A German ex-diplomat commented this as follows:

„Share your assessment in all points, but would like to add that a Korean interview partner at the weekend judged the current economic situation in China quite skeptically, especially growth prospects and debt.

The interlocutor is successful as a supplier to the shipbuilding industry. He reported that the international shipowners who have built in China in recent years are now returning to Korea.

Statement: „After the first ship that was launched for them in China, they don’t order any more there!“ The quality is too bad.

Every Chinese province with a coast had invested heavily in building shipyard capacity. There were subsidies from the central government, which no longer flow. At most there are orders from the Chinese Navy.

Let’s see if that’s true and how it goes. ”

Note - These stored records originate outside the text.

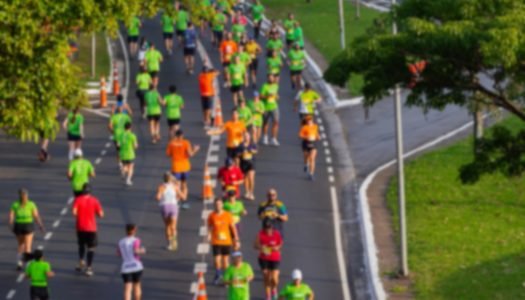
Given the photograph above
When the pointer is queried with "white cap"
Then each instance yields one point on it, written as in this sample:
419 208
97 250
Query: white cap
297 274
78 152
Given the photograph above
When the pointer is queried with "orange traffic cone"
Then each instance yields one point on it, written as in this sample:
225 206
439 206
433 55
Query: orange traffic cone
201 289
116 85
103 93
207 188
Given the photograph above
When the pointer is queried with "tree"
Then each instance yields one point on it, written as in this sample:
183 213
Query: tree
474 53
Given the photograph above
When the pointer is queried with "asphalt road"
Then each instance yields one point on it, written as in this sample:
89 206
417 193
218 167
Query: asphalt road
309 242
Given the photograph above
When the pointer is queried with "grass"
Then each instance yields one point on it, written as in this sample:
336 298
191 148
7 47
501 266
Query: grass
465 242
83 57
320 23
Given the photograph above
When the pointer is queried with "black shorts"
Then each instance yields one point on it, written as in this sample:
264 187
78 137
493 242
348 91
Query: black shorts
23 228
172 122
87 238
73 137
133 38
254 65
221 250
189 51
38 293
269 264
308 145
207 102
154 117
132 277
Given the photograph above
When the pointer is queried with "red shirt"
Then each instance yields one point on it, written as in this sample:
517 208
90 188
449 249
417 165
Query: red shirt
87 207
269 241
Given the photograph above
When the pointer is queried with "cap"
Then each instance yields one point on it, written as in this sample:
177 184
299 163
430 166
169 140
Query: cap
78 152
297 274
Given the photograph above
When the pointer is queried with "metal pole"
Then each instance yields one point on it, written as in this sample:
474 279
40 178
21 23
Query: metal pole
93 55
400 172
342 24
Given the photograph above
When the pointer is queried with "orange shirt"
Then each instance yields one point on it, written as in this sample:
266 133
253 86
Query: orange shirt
309 132
227 50
206 83
179 151
234 133
219 225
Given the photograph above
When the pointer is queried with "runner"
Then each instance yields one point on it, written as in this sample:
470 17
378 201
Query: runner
253 49
133 35
180 151
234 207
289 26
249 149
218 22
207 91
270 96
235 130
128 145
190 46
223 236
153 58
273 210
258 109
174 103
129 249
154 101
257 17
86 209
306 101
296 289
167 22
181 21
230 175
144 81
79 172
238 277
22 216
168 194
269 243
74 125
296 61
38 271
237 78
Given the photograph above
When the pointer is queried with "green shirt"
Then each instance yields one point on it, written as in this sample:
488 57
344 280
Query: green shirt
174 103
80 170
181 20
118 121
153 58
167 23
237 72
127 145
37 271
143 81
269 94
293 292
23 214
257 12
296 59
152 98
134 27
73 126
239 289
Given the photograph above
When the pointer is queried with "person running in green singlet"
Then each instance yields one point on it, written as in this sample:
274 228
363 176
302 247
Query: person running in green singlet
174 103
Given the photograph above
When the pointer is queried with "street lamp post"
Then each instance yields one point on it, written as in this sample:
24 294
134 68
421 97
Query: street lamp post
400 171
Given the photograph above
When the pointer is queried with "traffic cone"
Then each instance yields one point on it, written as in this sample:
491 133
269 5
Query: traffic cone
116 85
103 93
201 289
207 188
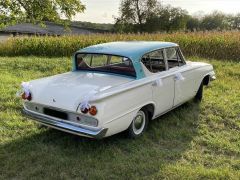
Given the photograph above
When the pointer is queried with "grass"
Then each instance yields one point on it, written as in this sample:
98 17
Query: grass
219 45
194 141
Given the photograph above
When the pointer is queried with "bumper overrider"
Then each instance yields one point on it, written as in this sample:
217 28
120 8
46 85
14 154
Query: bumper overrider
66 126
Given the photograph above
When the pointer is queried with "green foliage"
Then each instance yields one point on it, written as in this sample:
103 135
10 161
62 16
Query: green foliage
134 14
194 141
215 21
159 18
219 45
38 11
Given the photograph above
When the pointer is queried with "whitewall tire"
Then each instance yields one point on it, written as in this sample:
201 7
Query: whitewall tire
139 124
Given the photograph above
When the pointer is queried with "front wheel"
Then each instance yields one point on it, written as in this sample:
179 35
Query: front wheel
138 125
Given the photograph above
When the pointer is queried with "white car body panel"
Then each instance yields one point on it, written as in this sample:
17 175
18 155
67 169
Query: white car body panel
119 98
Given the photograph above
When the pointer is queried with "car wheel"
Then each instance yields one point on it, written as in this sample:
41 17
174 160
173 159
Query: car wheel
199 94
139 124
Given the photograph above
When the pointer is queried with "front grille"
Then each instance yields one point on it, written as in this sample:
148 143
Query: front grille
55 113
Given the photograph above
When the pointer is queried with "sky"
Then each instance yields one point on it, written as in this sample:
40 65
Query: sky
104 11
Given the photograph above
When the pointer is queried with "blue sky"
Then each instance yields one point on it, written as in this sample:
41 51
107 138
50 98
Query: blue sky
103 11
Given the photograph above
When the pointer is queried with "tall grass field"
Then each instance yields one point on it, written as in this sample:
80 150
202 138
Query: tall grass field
218 45
194 141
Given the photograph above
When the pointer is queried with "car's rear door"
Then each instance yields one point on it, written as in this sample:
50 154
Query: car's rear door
184 81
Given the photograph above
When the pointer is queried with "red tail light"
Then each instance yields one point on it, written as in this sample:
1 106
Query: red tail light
25 97
93 110
84 111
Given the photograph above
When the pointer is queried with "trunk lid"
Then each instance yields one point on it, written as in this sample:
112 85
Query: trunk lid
66 90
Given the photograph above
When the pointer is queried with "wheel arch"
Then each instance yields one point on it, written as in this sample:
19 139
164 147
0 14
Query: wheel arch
206 80
150 108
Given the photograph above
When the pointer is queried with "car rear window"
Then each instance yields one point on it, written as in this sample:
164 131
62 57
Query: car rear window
105 63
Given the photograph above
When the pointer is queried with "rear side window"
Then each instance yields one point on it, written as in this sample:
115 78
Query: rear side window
154 61
174 57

To relate the South Korean conversation partner of the shipping industry and without wanting to get too close: With the Made 2025, China is relying on high technology from AI, cloud, Quantum computers, nanotechnology, genetic engineering, renewable energies, high-speed trains, etc. It is a matter of fact that old industries that were previously considered new industries are happy to be left abroad. China undoubtedly has traditional industries such as steel, coal, concrete, shipbuilding, etc. and overcapacities and the quality may not be so good. On the one hand, these overcapacities are attempted to be sold using the New Silk Road, but the focus is on high technology and digitalization for the future, and the entire low wage productions of the Deng and Jiang years the CP China wants to migrate to other cheap labour countries and China even invests reinvest abroad themselves as an expanded production chain within their targeted new world trading system.

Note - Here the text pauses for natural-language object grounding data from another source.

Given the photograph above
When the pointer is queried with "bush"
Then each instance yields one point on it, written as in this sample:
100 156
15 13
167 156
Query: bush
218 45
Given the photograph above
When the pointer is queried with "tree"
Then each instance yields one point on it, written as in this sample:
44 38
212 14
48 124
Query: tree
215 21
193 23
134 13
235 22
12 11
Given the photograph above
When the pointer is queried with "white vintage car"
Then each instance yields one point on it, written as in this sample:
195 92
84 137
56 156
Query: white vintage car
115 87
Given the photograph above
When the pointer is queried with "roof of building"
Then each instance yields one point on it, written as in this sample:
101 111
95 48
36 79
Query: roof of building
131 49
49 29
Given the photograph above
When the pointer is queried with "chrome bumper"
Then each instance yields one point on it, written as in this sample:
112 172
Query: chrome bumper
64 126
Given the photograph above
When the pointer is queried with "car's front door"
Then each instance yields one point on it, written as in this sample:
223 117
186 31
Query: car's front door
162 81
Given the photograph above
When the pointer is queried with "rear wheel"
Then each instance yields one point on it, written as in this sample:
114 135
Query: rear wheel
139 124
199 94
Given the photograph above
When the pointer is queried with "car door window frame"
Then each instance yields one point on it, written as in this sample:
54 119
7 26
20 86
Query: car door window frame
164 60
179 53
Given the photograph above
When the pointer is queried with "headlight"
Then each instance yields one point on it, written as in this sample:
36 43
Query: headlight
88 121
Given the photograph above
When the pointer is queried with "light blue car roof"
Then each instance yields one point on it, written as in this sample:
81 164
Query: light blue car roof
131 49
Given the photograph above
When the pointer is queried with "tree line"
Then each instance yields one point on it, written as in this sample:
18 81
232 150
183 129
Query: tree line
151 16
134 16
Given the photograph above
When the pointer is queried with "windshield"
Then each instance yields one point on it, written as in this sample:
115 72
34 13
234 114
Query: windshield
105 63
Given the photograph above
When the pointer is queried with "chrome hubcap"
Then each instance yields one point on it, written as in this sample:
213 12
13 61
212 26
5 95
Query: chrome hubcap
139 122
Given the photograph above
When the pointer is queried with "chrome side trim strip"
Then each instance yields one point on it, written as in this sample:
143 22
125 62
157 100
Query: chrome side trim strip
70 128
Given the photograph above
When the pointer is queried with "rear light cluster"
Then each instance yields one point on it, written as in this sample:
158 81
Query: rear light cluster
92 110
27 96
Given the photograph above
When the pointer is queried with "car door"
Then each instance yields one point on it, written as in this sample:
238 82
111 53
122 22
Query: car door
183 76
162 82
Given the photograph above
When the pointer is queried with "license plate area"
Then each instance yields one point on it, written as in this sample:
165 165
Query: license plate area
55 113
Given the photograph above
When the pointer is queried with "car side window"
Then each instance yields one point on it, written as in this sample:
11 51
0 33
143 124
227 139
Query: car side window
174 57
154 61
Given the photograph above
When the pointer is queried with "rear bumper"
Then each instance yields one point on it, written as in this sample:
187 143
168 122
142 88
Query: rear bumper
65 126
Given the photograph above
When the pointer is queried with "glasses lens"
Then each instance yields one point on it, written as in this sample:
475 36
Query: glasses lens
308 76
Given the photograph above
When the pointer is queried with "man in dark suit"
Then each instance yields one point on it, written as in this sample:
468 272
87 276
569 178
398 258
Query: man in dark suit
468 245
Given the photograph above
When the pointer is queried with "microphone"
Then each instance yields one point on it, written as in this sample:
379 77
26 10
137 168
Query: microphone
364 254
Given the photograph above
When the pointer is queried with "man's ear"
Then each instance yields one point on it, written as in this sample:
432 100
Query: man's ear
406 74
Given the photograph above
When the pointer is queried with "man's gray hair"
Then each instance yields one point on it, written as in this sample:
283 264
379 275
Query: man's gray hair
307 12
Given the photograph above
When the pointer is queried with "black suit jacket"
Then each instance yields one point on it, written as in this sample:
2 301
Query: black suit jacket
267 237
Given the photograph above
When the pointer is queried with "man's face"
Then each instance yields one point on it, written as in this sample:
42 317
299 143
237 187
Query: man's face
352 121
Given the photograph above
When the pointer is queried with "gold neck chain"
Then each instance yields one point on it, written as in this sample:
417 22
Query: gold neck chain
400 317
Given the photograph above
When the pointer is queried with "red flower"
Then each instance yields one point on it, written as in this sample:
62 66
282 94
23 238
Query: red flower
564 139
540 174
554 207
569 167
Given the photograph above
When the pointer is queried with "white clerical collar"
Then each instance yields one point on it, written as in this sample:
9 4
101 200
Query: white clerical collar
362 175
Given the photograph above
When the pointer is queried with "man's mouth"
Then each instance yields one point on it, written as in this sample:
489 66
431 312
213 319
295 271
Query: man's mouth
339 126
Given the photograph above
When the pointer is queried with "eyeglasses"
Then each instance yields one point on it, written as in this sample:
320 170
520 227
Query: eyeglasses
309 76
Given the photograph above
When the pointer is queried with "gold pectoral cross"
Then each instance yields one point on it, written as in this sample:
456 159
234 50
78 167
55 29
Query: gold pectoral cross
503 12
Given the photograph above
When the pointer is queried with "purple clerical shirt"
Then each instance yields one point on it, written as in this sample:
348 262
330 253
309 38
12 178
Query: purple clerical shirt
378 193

For South Koreans and their chaebols, their electrical, automotive and shipping industries may have been the success story, but these will no longer be the main industries of the future. To what extent the South Korean partner in China’s shipping industry only wants to blacken with quality doubts or is right, I can not judge. After China got its first aircraft carrier from Ukraine, it has now allegedly launched its own self-built aircraft carrier. And since China wants to become more a naval power in the history of Zheng He, the excess capacities, perhaps not premium in terms of quality, will certainly be sufficient. South Korea’s future, like Germany or Europe, will decide whether it can develop AI, cloud computing, quantum computers, nanotechnology, genetic engineering, renewable energies, etc and not just the old, former new industries. Especially since one can also prove South Korea by means of its professor for genetic engineering, who rose to the status of national hero and then became a cheap counterfeiter. Therefore, a partial return from China to South Korean shipbuilding says nothing about the future viability of the country, especially since these too old industries that make up the world export champion South Korea like Germany could also soon be the victim of a US trade war.
And as long as there is no Made Germany / EU 2025 and transport and digitalization ministers are more concerned about e-scooters and flight taxis and appear at e-game conventions with laser swords and wonder woman dress instead of dealing with the really disruptive future technologies, I would worry less about China. After all, the EU has now decided on a digitalization strategy. Let’s see if it is as successful as China’s.